Os Certificados de Investimento devem ser registrados na CVM e podem ser nominativos ou escriturais. Eles devem conter informações como a denominação "CERTIFICADO DE INVESTIMENTO Decreto nº 974/93", número de ordem, qualificação da empresa emissora, número de aprovação do projeto na ANCINE, número do registro de emissão e distribuição na CVM, entre outros.
O pedido de registro deve ser formulado pela empresa emissora em conjunto com o líder da distribuição e deve incluir documentos como contrato social, ato deliberativo da emissão, contrato identificando direitos e obrigações, cópia da guia de recolhimento da taxa de fiscalização, contrato de distribuição e modelo do Certificado de Investimento.
O registro será automaticamente efetivado se não for indeferido dentro de 30 dias após a apresentação do pedido. A CVM pode solicitar documentos adicionais, interrompendo o prazo uma única vez. O deferimento do registro será comunicado por ofício, e o indeferimento resultará na devolução dos documentos.

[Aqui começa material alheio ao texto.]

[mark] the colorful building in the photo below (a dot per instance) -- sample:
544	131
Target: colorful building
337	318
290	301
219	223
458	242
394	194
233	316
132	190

Os administradores da empresa emissora são responsáveis pela veracidade das informações encaminhadas à CVM. O líder da distribuição deve verificar a suficiência e qualidade das informações fornecidas ao mercado.
A distribuição dos Certificados de Investimento só pode ser iniciada após a concessão do registro pela CVM e a disponibilidade do prospecto para os investidores. A CVM pode suspender a distribuição se esta estiver sendo processada em condições diversas das constantes na Instrução ou no registro.
Encerrada a distribuição, a CVM comunicará à ANCINE o resultado da captação. Se a captação de recursos não for concluída dentro do prazo, o registro será cancelado, e a instituição líder da distribuição deverá reembolsar os subscritores ou transferir os valores para outro projeto aprovado pela ANCINE.
A empresa emissora deve elaborar relatórios mensais e semestrais sobre a integralização das quotas e a evolução do projeto, que devem ser colocados à disposição dos titulares das quotas e encaminhados à CVM e à ANCINE.
O descumprimento das obrigações previstas na Instrução ensejará a aplicação de multa diária, conforme a legislação em vigor. A distribuição em condições diversas das constantes no registro ou sem prévio registro na CVM é considerada infração grave.